To support its portfolio companies, Sabou Capital will offer technical assistance to ensure businesses have strong corporate governance, financial management, and operational systems in place before deploying funding. Ahmed emphasized that the fund provides support to make sure these businesses are investment-ready.
A critical part of Sabou's strategy is the addition of Christian Amouo, a private equity professional with deep expertise in Francophone markets, as a general partner. Amouo previously launched his fund in Cameroon, investing in four companies, three of which remain operational. This expertise will be instrumental in helping Sabou Capital navigate the complexities of Francophone markets.
While Nigeria remains a key market, Sabou Capital is diversifying risk by investing in Senegal and Côte d'Ivoire—economies with projected annual growth rates above 6% and currencies pegged to the Euro. Ahmed explained that as Nigeria grapples with high inflation, currency devaluation, and slower growth, the firm decided to leverage the expertise of the founding team to diversify its risk.
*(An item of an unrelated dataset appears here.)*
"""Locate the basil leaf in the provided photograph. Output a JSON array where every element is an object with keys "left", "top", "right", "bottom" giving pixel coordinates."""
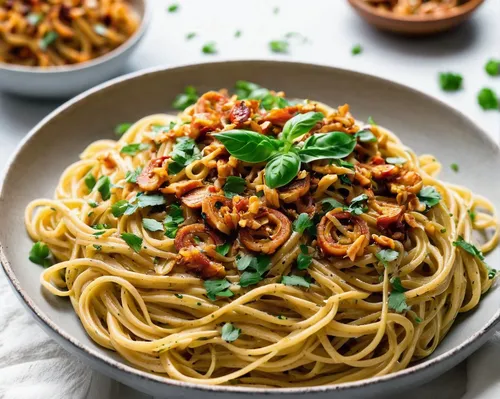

Sabou Capital has yet to begin formal fundraising but plans to launch a roadshow in July. With 20 startups already in its pipeline, the firm aims to shortlist two to three for its first round of investments. Ahmed stressed the fund's long-term vision to turn SMEs into large enterprises and exit to larger private equity firms or strategic buyers.
The launch of Sabou Capital marks an exciting development in the African startup ecosystem, providing a much-needed alternative to traditional venture capital models. As the fund begins its investment journey, it will be interesting to see how its unique approach impacts the growth and development of SMEs in Anglophone and Francophone Africa.